Todos los días, después de preparar sus tamales y sandwiches, Mariana Quispe, sale de mañana bien temprano para el mercado de El Agustino, en Lima, para vender su mercancía. Su madre se encargará de llevar a las dos hijitas de Mariana a la escuela porque el padre desapareció de sus vidas hace ya un tiempo. Luego, con lo recaudado en el bolsillo, irá a limpiar a una casa de La Molina, dos buses, cincuenta o sesenta minutos de traslado, y volverá a casa a la tarde cansada. No sé cómo lo consigue, pero participa los domingos en la vida de la parroquia, como sacristana, donde escuchará también hablar de la importancia del compromiso político y la lucha por la democracia. A Mariana, sin embargo, no le debe quedar mucha energía para luchar por la separación de poderes, el establecimiento de un razonable sistema de partidos y el cumplimiento de los mandatos constitucionales. En realidad, poco a poco, va pensando que da lo mismo quién gobierne y cómo lo haga.
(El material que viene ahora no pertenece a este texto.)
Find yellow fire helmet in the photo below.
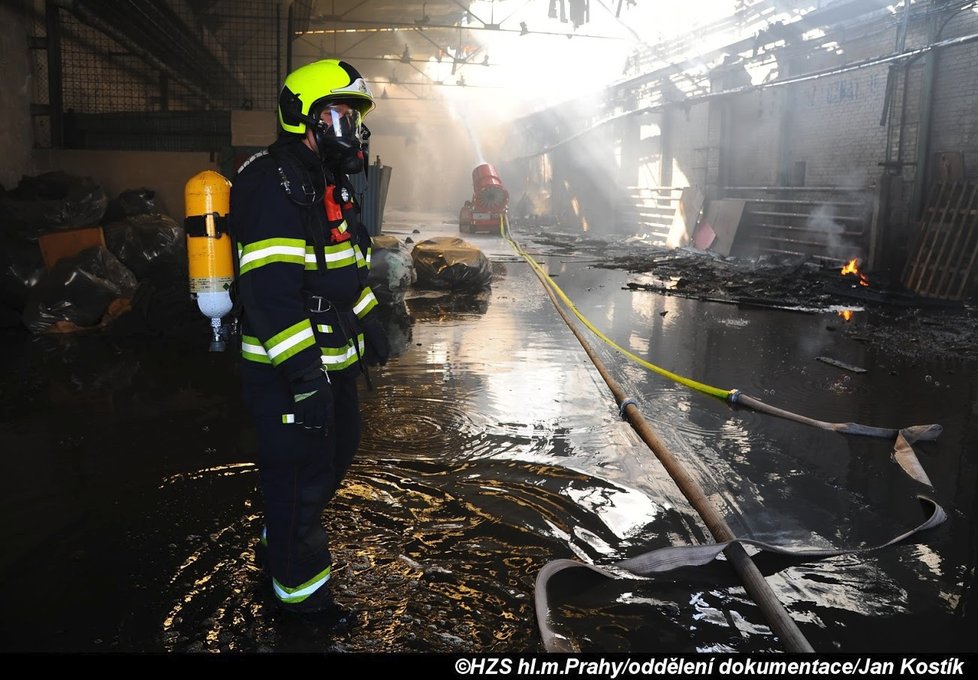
[278,59,376,134]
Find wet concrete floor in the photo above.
[0,214,978,652]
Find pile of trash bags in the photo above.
[411,236,492,291]
[0,172,196,333]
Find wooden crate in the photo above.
[903,181,978,300]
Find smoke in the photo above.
[805,204,856,260]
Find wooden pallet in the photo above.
[903,182,978,300]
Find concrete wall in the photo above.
[0,3,34,189]
[663,103,710,187]
[930,11,978,179]
[36,149,220,222]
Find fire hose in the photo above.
[500,217,946,652]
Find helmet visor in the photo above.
[319,104,364,143]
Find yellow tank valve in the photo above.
[183,170,234,352]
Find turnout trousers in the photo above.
[241,362,361,602]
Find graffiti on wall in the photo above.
[805,73,886,107]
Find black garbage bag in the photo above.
[367,235,418,304]
[106,279,211,338]
[0,232,45,310]
[23,246,137,333]
[103,214,187,282]
[105,187,163,222]
[0,171,109,238]
[411,236,492,291]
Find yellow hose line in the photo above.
[508,217,736,401]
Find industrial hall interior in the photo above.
[0,0,978,660]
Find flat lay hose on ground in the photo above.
[500,220,946,652]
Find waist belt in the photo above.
[305,293,353,314]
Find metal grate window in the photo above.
[47,0,284,151]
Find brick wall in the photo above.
[930,11,978,179]
[0,3,34,189]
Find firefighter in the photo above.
[231,59,388,627]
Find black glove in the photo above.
[360,317,391,366]
[292,368,333,431]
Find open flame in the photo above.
[841,257,869,286]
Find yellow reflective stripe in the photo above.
[320,333,364,371]
[353,287,377,319]
[305,242,357,269]
[241,335,272,364]
[238,238,306,274]
[272,566,333,602]
[265,319,316,366]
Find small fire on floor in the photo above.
[841,257,869,288]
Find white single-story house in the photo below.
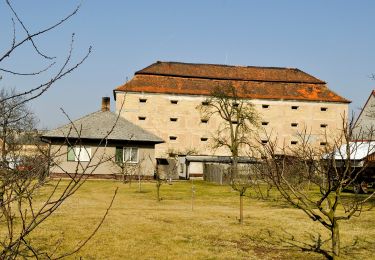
[41,97,164,178]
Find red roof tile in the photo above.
[115,62,350,103]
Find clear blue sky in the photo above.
[0,0,375,128]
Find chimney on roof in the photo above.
[102,97,111,112]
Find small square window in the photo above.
[123,147,138,163]
[67,146,91,162]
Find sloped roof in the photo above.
[42,111,164,143]
[334,141,375,160]
[135,61,325,84]
[115,62,350,103]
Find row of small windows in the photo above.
[138,116,210,124]
[261,139,327,146]
[139,98,328,111]
[262,121,328,128]
[138,116,328,128]
[139,98,178,105]
[262,104,328,112]
[169,135,208,142]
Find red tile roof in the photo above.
[115,62,350,103]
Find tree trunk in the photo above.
[156,181,161,201]
[138,175,142,192]
[240,192,244,225]
[331,220,340,259]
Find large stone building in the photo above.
[114,62,350,158]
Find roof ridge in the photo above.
[152,61,303,72]
[133,73,327,85]
[134,61,326,84]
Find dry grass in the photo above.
[10,181,375,259]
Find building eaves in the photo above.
[42,111,164,144]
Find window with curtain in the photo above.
[67,146,91,162]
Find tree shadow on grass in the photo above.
[246,229,374,259]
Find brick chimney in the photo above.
[102,97,111,112]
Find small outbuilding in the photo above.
[41,97,164,178]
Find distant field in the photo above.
[19,180,375,259]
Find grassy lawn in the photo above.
[21,180,375,259]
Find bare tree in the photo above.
[0,0,117,259]
[198,83,258,224]
[258,120,375,259]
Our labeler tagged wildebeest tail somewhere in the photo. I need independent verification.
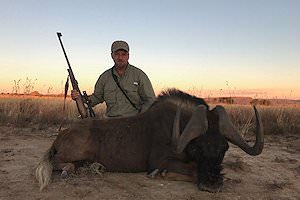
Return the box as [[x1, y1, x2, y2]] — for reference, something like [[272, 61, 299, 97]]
[[35, 145, 55, 190]]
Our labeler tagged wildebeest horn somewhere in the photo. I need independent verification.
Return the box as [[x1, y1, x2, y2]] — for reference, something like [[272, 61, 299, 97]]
[[212, 106, 264, 156], [172, 105, 208, 154]]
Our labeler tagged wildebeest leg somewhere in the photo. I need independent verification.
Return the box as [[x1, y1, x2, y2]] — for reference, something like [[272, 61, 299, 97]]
[[54, 156, 75, 178], [161, 159, 197, 182]]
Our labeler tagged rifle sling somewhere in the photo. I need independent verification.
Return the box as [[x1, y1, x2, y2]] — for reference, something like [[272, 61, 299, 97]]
[[111, 67, 140, 112]]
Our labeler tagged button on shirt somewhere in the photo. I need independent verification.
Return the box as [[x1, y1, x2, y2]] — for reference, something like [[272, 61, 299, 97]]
[[91, 64, 155, 117]]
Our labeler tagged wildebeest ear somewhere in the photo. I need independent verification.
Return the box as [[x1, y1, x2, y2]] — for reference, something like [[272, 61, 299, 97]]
[[173, 105, 208, 154], [213, 106, 264, 155]]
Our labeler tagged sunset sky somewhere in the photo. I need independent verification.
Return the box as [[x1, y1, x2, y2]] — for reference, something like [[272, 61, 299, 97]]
[[0, 0, 300, 99]]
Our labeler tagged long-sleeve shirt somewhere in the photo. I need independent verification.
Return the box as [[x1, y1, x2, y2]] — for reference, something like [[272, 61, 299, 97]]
[[90, 64, 155, 117]]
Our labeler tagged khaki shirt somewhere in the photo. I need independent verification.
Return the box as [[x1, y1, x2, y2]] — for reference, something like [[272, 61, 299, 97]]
[[91, 64, 155, 117]]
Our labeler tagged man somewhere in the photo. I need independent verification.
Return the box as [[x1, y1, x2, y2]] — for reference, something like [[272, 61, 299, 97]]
[[71, 41, 155, 117]]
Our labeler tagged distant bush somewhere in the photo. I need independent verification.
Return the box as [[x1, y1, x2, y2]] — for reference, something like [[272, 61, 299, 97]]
[[0, 95, 104, 127]]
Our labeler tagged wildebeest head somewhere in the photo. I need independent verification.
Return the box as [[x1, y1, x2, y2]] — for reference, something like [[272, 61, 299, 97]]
[[172, 105, 264, 192]]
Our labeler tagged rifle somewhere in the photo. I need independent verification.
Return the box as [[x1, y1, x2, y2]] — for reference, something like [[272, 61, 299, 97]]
[[57, 32, 95, 119]]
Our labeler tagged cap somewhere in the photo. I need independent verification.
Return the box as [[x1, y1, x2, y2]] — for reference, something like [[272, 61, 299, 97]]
[[111, 40, 129, 53]]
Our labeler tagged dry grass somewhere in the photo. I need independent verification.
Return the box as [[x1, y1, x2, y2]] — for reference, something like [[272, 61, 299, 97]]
[[0, 95, 300, 134], [0, 96, 104, 128]]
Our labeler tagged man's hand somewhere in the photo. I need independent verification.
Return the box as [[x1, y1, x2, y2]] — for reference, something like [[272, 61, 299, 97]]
[[71, 90, 80, 101]]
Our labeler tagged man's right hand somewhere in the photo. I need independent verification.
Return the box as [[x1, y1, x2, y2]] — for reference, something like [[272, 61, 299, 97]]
[[71, 90, 80, 101]]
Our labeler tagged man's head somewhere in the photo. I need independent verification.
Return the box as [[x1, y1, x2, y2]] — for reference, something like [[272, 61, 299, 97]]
[[111, 40, 129, 67], [111, 40, 129, 53]]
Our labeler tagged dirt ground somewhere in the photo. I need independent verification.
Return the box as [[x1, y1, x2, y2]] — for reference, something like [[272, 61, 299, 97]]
[[0, 126, 300, 200]]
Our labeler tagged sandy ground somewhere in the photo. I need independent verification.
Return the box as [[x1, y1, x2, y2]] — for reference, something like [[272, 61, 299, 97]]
[[0, 126, 300, 200]]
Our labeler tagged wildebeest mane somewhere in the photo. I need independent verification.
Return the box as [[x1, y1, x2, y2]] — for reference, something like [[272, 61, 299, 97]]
[[154, 88, 209, 109]]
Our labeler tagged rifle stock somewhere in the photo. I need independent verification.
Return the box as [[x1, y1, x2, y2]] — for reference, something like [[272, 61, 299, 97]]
[[57, 33, 94, 119]]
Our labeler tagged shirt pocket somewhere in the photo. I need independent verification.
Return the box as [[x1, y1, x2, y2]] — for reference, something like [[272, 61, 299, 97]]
[[104, 85, 116, 105], [125, 83, 140, 104]]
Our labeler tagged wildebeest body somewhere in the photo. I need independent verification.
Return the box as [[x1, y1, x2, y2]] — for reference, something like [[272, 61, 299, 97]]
[[54, 103, 184, 172], [36, 90, 264, 192]]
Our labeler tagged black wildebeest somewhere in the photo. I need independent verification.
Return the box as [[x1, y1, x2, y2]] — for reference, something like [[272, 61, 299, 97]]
[[35, 89, 264, 192]]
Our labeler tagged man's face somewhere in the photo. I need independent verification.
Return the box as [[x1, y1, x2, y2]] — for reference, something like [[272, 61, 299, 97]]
[[111, 50, 129, 67]]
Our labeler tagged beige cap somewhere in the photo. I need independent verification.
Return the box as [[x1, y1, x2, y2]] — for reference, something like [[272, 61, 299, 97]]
[[111, 40, 129, 53]]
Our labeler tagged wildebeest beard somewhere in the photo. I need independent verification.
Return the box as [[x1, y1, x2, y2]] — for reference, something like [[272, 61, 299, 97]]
[[185, 132, 229, 192]]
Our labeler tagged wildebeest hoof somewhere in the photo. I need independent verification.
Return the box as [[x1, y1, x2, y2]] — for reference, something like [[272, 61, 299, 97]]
[[198, 183, 222, 193], [90, 162, 105, 175], [60, 170, 68, 179], [147, 169, 159, 178]]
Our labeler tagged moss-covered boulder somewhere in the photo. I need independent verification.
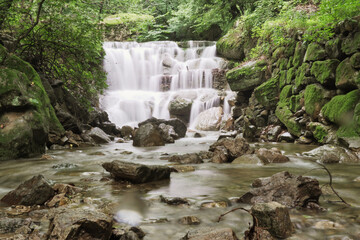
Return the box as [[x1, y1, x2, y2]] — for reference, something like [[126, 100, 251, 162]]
[[321, 90, 360, 126], [254, 78, 279, 107], [275, 102, 302, 137], [304, 84, 330, 119], [341, 32, 360, 55], [0, 49, 64, 160], [226, 61, 267, 92], [336, 58, 360, 90], [310, 59, 340, 87], [304, 43, 326, 62]]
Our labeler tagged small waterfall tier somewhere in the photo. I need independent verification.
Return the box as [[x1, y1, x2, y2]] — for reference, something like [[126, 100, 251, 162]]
[[100, 41, 234, 127]]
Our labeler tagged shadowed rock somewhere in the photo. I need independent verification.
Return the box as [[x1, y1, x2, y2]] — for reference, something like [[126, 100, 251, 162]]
[[102, 160, 171, 183]]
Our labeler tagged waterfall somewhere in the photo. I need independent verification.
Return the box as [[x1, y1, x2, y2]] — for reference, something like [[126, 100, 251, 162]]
[[100, 41, 230, 126]]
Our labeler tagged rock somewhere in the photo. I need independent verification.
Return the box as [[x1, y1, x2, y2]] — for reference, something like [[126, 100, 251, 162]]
[[1, 175, 54, 206], [256, 148, 290, 164], [231, 154, 265, 164], [168, 97, 192, 123], [181, 228, 238, 240], [87, 127, 111, 144], [178, 216, 201, 225], [102, 160, 171, 183], [120, 126, 134, 140], [278, 132, 294, 142], [194, 107, 223, 131], [133, 123, 165, 147], [226, 60, 267, 92], [251, 202, 294, 239], [160, 195, 190, 206], [239, 172, 321, 208], [158, 123, 179, 143], [139, 117, 187, 138], [48, 208, 113, 240], [209, 136, 254, 163], [303, 145, 360, 163], [169, 153, 203, 164]]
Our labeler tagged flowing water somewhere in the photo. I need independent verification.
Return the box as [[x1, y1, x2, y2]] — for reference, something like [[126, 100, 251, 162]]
[[101, 41, 230, 127]]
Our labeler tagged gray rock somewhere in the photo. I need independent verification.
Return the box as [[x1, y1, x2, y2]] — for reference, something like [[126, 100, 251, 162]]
[[180, 228, 238, 240], [251, 202, 294, 239], [48, 208, 113, 240], [1, 175, 54, 206], [102, 160, 171, 183], [87, 127, 111, 144], [238, 172, 321, 208], [133, 123, 165, 147]]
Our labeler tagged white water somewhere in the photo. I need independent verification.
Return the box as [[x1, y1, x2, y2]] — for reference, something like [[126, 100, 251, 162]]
[[101, 41, 230, 126]]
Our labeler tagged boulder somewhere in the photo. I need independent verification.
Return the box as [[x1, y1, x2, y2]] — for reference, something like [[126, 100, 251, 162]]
[[102, 160, 171, 183], [238, 172, 321, 208], [87, 127, 111, 144], [181, 228, 238, 240], [194, 107, 223, 131], [209, 136, 254, 163], [256, 148, 290, 164], [1, 175, 55, 206], [48, 208, 113, 240], [251, 202, 294, 239], [133, 123, 165, 147], [303, 145, 360, 163]]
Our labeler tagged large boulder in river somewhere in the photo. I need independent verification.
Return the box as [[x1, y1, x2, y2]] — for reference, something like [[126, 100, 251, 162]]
[[209, 136, 254, 163], [239, 172, 321, 208], [0, 44, 64, 160], [48, 208, 113, 240], [102, 160, 171, 183], [1, 175, 55, 206]]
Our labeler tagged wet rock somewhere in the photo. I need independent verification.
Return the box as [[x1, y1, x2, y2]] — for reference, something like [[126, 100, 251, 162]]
[[278, 132, 295, 142], [160, 195, 190, 205], [169, 153, 203, 164], [180, 228, 238, 240], [1, 175, 54, 206], [179, 216, 201, 225], [303, 145, 360, 163], [133, 123, 165, 147], [231, 154, 266, 164], [48, 208, 113, 240], [194, 107, 223, 131], [209, 136, 254, 163], [87, 127, 111, 144], [251, 202, 294, 239], [256, 148, 290, 164], [239, 172, 321, 208], [102, 160, 171, 183]]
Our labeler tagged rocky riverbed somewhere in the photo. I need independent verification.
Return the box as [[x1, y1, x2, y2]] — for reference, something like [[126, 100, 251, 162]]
[[0, 132, 360, 240]]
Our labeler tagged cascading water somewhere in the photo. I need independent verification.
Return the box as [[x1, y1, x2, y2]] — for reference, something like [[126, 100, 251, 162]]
[[101, 41, 230, 127]]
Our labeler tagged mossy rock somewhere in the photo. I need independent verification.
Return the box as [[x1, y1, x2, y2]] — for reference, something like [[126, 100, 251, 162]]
[[335, 58, 360, 91], [350, 52, 360, 69], [226, 61, 266, 92], [321, 89, 360, 126], [311, 59, 340, 87], [304, 84, 330, 119], [292, 42, 306, 68], [254, 78, 279, 107], [275, 102, 302, 137], [341, 32, 360, 55], [304, 43, 326, 62]]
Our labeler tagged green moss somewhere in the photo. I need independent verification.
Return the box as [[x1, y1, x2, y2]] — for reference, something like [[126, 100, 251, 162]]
[[311, 59, 340, 87], [254, 78, 279, 107], [275, 103, 301, 137], [304, 43, 326, 62], [321, 90, 360, 126], [304, 84, 329, 118], [336, 58, 360, 90]]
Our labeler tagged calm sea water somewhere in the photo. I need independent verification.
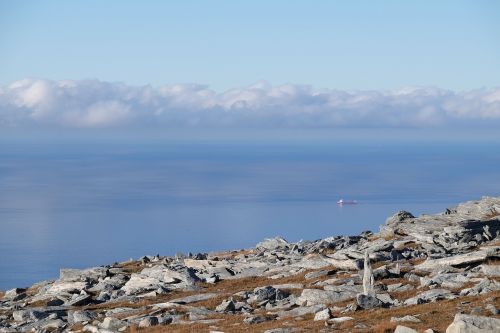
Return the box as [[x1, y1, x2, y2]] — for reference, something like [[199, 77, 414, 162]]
[[0, 141, 500, 289]]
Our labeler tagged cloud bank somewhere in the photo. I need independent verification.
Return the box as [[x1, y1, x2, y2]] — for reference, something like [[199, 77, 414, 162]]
[[0, 79, 500, 128]]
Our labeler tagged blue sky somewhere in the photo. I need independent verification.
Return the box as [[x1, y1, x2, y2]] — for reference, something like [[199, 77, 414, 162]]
[[0, 0, 500, 91], [0, 0, 500, 129]]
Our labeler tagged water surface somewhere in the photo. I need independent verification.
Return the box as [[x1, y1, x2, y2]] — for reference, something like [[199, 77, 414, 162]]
[[0, 141, 500, 289]]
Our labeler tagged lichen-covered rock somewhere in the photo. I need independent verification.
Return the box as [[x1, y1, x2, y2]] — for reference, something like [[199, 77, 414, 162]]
[[446, 313, 500, 333]]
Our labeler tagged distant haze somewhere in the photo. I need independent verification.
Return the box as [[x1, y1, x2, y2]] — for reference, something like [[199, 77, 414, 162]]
[[0, 79, 500, 129]]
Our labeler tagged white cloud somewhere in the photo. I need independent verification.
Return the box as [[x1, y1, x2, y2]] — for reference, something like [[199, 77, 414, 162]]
[[0, 79, 500, 128]]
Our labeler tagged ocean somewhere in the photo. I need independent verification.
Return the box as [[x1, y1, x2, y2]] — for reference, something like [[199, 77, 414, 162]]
[[0, 140, 500, 290]]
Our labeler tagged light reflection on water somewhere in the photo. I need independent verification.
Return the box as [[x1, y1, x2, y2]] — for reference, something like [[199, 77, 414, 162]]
[[0, 143, 500, 289]]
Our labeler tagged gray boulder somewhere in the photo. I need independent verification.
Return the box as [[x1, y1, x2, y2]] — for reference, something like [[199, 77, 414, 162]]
[[59, 267, 109, 282], [138, 316, 159, 328], [296, 286, 360, 306], [394, 325, 418, 333], [255, 236, 290, 250], [356, 294, 382, 309], [446, 313, 500, 333]]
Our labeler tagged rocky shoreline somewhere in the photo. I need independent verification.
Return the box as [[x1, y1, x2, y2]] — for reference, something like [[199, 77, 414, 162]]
[[0, 197, 500, 333]]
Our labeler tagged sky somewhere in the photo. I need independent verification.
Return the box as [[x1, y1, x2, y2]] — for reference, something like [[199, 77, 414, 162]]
[[0, 0, 500, 134]]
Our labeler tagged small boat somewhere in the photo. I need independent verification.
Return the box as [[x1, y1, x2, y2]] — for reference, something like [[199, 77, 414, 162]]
[[337, 199, 358, 206]]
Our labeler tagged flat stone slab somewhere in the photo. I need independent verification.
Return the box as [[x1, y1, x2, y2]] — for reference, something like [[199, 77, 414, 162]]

Durante el primer seminario sobre democracia realizado a comienzos del mes de junio por los Centros Sociales Jesuitas de América Latina y el Caribe, Martha Márquez, directora del CINEP, de Bogotá, nos habló de cuatro modelos de regímenes en la región: presentó primero la democracia liberal con su separación de poderes, defensa de derechos ciudadanos y votaciones transparentes  (Costa Rica, Chile, Barbados, Trinidad y Tobago y Uruguay); en segundo lugar, un régimen electoral de apariencia democrática que sería aplicable a la mayoría de los países; además, tres países mantendrían las elecciones pero serían claramente autoritarios (Venezuela, Nicaragua y El Salvador), finalmente estaría la situación de Cuba y, actual y quizás provisionalmente, de Haití, donde no podamos hablar siquiera de simulacros electorales. ¿Cambiaría mucho la vida de Mariana Quispe si el estado en el que vive se organizara en uno u otro de estos regímenes? Seguro que sí, basta ver lo que sucede estos días en las ciudades de Venezuela, pero de momento, le es indiferente.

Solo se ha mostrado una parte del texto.